One of the most important things that happens at the RA each year is voting on any resolutions or proposed amendments to the bylaws and constitution. As our statewide union, NYSUT is our voice in Albany, and the decisions it makes and the actions it takes directly affect every one of us. Just one example is APPR and the changes NYSUT has fought both for and against. The process at the RA consists of two steps. The first is a committee meeting, which discusses the resolution or amendment, and votes on a recommendation to the full RA of concurrence, non-concurrence, or to send it to the Board of Directors for further discussion. This recommendation is then presented to the full RA, where it is discussed and voted on.

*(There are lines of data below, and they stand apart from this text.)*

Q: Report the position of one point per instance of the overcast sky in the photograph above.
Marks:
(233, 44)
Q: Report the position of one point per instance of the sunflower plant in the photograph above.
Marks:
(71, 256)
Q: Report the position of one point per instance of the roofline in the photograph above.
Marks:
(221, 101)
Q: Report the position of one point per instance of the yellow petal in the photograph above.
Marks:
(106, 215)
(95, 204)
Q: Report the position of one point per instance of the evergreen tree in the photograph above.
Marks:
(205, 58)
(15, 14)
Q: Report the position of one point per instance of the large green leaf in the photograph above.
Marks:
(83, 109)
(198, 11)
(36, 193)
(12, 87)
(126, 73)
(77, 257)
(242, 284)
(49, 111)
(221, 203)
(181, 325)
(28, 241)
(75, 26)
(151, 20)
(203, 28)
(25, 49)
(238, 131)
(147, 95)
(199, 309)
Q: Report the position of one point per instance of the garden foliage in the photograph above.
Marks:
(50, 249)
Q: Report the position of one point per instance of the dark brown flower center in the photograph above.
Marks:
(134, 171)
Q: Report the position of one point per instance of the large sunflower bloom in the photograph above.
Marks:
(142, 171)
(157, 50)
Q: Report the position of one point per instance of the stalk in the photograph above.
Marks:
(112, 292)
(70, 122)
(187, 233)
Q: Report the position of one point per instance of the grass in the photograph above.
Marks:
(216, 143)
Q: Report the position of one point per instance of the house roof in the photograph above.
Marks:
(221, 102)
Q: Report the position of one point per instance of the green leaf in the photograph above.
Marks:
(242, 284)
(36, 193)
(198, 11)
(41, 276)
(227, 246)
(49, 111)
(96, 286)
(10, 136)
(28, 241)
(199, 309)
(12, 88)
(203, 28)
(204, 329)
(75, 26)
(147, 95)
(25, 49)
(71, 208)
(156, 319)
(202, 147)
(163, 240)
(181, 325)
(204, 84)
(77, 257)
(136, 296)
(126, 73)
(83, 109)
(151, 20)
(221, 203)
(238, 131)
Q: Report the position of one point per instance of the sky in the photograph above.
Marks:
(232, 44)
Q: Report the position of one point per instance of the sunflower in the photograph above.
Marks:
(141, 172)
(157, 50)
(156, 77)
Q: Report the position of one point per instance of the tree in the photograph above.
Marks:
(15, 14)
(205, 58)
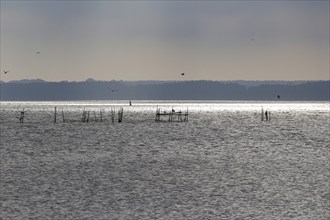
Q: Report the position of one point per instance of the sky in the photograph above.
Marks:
(158, 40)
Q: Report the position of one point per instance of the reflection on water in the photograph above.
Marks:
(225, 163)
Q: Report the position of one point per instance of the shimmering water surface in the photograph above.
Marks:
(224, 163)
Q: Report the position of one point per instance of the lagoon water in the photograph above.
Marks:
(224, 163)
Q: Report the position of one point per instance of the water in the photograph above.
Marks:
(225, 163)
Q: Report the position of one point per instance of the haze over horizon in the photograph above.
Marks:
(158, 40)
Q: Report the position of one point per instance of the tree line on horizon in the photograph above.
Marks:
(156, 90)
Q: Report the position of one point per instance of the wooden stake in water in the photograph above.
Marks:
(63, 116)
(55, 114)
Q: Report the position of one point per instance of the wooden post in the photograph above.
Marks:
(63, 116)
(21, 118)
(55, 114)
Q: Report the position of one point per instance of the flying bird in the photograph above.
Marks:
(112, 90)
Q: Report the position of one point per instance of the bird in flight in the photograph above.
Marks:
(112, 90)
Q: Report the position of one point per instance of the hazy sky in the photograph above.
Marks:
(157, 40)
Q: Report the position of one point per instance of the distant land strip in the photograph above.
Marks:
(40, 90)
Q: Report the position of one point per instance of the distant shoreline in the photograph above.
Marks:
(39, 90)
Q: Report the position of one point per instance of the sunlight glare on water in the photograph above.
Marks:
(224, 163)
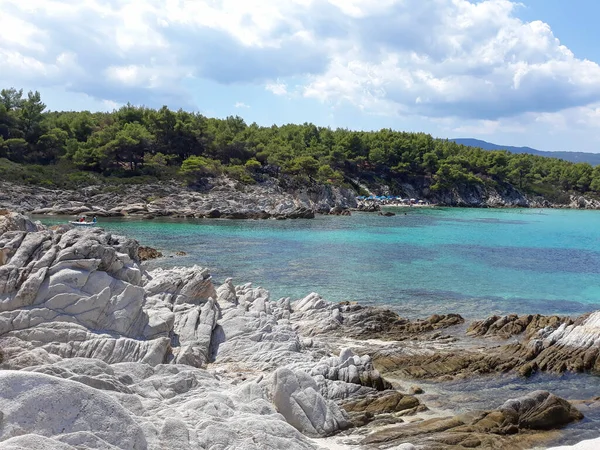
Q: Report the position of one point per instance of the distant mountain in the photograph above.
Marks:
(592, 158)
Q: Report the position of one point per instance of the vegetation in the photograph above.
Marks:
(137, 144)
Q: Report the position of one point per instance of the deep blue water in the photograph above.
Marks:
(471, 261)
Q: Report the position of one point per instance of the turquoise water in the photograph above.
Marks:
(471, 261)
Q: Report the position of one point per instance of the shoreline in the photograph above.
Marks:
(224, 198)
(244, 341)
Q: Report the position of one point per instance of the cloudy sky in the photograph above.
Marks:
(512, 73)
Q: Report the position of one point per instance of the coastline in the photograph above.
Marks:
(228, 199)
(244, 347)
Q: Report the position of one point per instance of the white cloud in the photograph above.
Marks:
(475, 61)
(277, 88)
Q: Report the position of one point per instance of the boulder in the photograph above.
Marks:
(296, 396)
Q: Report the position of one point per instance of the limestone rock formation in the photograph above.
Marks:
(219, 197)
(114, 356)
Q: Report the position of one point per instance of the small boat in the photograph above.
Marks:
(83, 224)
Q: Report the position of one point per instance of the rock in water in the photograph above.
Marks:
(540, 410)
(296, 396)
(146, 253)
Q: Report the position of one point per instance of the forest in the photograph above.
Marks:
(137, 144)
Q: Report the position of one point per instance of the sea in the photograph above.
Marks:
(421, 261)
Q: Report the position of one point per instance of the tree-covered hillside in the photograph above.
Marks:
(74, 148)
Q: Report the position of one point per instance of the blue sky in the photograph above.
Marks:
(512, 73)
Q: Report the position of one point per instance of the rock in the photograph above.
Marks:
(539, 410)
(63, 408)
(517, 424)
(267, 198)
(512, 325)
(350, 368)
(146, 253)
(296, 396)
(386, 402)
(415, 390)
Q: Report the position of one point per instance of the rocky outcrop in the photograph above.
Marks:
(549, 344)
(113, 356)
(147, 253)
(117, 357)
(514, 425)
(220, 198)
(513, 325)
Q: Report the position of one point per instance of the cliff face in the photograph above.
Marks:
(110, 355)
(479, 196)
(216, 198)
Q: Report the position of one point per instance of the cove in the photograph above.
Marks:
(422, 261)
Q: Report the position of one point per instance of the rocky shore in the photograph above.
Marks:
(96, 352)
(476, 196)
(217, 198)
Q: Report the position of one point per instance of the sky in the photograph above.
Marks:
(513, 73)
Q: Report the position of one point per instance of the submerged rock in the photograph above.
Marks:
(146, 253)
(518, 423)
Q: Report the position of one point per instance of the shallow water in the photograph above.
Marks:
(422, 261)
(490, 392)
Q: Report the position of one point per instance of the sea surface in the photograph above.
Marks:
(474, 262)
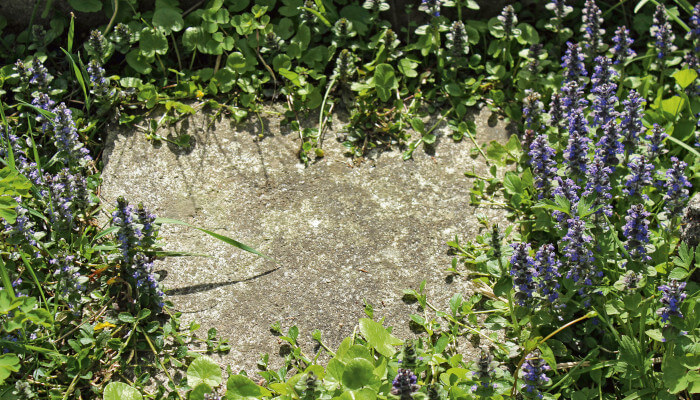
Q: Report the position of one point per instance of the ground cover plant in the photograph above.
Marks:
(587, 293)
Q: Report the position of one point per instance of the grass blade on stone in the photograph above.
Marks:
(223, 238)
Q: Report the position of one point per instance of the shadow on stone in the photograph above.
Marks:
(210, 286)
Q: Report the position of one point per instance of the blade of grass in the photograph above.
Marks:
(36, 280)
(71, 30)
(8, 145)
(685, 146)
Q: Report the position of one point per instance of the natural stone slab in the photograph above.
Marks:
(342, 231)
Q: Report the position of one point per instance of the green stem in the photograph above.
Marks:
(528, 351)
(155, 353)
(36, 281)
(114, 16)
(320, 114)
(478, 332)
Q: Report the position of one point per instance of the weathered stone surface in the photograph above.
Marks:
(343, 232)
(691, 222)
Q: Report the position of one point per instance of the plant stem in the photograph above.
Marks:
(528, 351)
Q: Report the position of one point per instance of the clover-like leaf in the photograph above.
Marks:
(385, 81)
(121, 391)
(378, 337)
(169, 19)
(203, 370)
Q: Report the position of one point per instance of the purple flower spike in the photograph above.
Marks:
(656, 141)
(577, 251)
(404, 385)
(100, 84)
(576, 153)
(639, 178)
(694, 33)
(592, 21)
(637, 232)
(508, 19)
(547, 266)
(556, 109)
(672, 297)
(609, 145)
(522, 269)
(676, 187)
(431, 7)
(534, 373)
(631, 116)
(544, 166)
(568, 189)
(599, 184)
(572, 62)
(622, 51)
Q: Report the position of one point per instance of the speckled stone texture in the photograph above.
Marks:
(691, 222)
(343, 232)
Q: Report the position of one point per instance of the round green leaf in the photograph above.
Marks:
(153, 42)
(203, 370)
(528, 33)
(357, 373)
(199, 391)
(86, 5)
(378, 337)
(685, 77)
(193, 37)
(138, 62)
(239, 386)
(121, 391)
(169, 19)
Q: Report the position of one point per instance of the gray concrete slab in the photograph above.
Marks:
(343, 231)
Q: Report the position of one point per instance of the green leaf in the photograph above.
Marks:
(528, 34)
(512, 183)
(303, 37)
(357, 373)
(126, 317)
(503, 286)
(241, 387)
(678, 274)
(203, 370)
(672, 106)
(138, 62)
(378, 337)
(407, 67)
(153, 42)
(418, 125)
(675, 374)
(121, 391)
(168, 18)
(548, 355)
(199, 391)
(384, 81)
(655, 334)
(629, 350)
(86, 5)
(193, 37)
(8, 363)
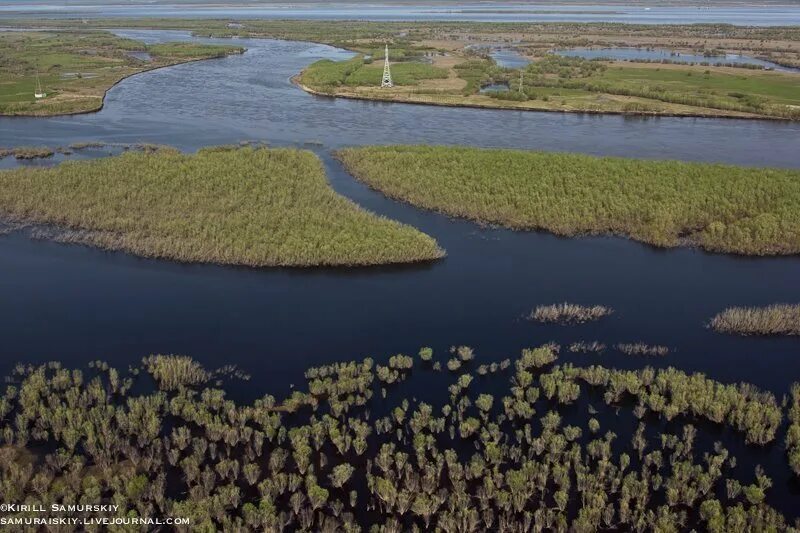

This year, there were three proposed amendments to the NYSUT Constitution. I participated in the committee meeting on the amendments. The amendments addressed (1) who elects at-large directors, (2) where/how elections are held, and (3) how vacancies in at-large director positions are filled. They were each designed to allow for greater local participation in the voting process. While greater participation seems on its face a good thing, these amendments proved to be very controversial.
There are two main caucuses within NYSUT. The Unity Caucus is dominated by the UFT and other big city locals. The UFT is dominated by its own Unity Caucus, which requires its members to always vote as a block. The result is that UFT leadership is able to just about control the results of all voting in NYSUT. Stronger Together arose during the last contested election for officers and is led by members from many smaller locals from around the state who would like to bring greater democracy to NYSUT.
The three amendments were all supported by Stronger Together, as they would each provide greater local involvement in voting and selection of officers and at-large directors. Under the Constitution as it stands, only locals who can afford to send members to the triennial RA in New York City where elections are conducted can vote. Additionally, at-large directors for each Election District within NYSUT are elected by the RA as a whole, not by the delegates with each particular ED. This current system allows the Unity Caucus, and therefore the UFT, to have significant say over the election of officers and at-large directors, and therefore the Board of Directors of NYSUT.
The discussion in committee about the three amendments to the NYSUT Constitution proved to be very contentious. Those in favor argued that they would bring more representative democracy to NYSUT by (1) providing more locals the opportunity to vote in elections, and (2) allow at-large directors to be chosen by the locals they represent. Those opposed argued that (1) locals needed to be present at the RA to really understand the issues, and (2) that at-large directors were really representing all of NYSUT, even though they were chosen to represent a particular area. Those who spoke in favor of the changes were from many locals around the state, while those who spoke against were primarily from the UFT. Given the current domination by Unity and the UFT, the committee voted non-concurrence on each of the amendments.
When brought to the body of the RA, discussion of the non-concurrence recommendation of the committee led to a passionate debate between those in favor of the changes and those opposed. Reflecting the growing strength of Stronger Together, the voting took three steps. Usually votes at the RA don't go beyond a simple voice vote, but in this case the voting was close enough that President Karen McGee asked for a standing vote to get a visual. When that didn't resolve the issue, a person by person count of the delegates standing for each side was taken. The committee recommendation of non-concurrence was upheld by a vote of 900-617, and therefore there were no changes made to the NYSUT Constitution.
At next year's Representative Assembly there will be elections for NYSUT officers. There is little doubt it will be a contested election, with the expectation that both the Unity Caucus and Stronger Together will run slates. The debates over the amendments to the NYSUT Constitution portend what to expect next year. The good news is that Stronger Together continues to grow from year to year, and the debates within NYSUT will continue.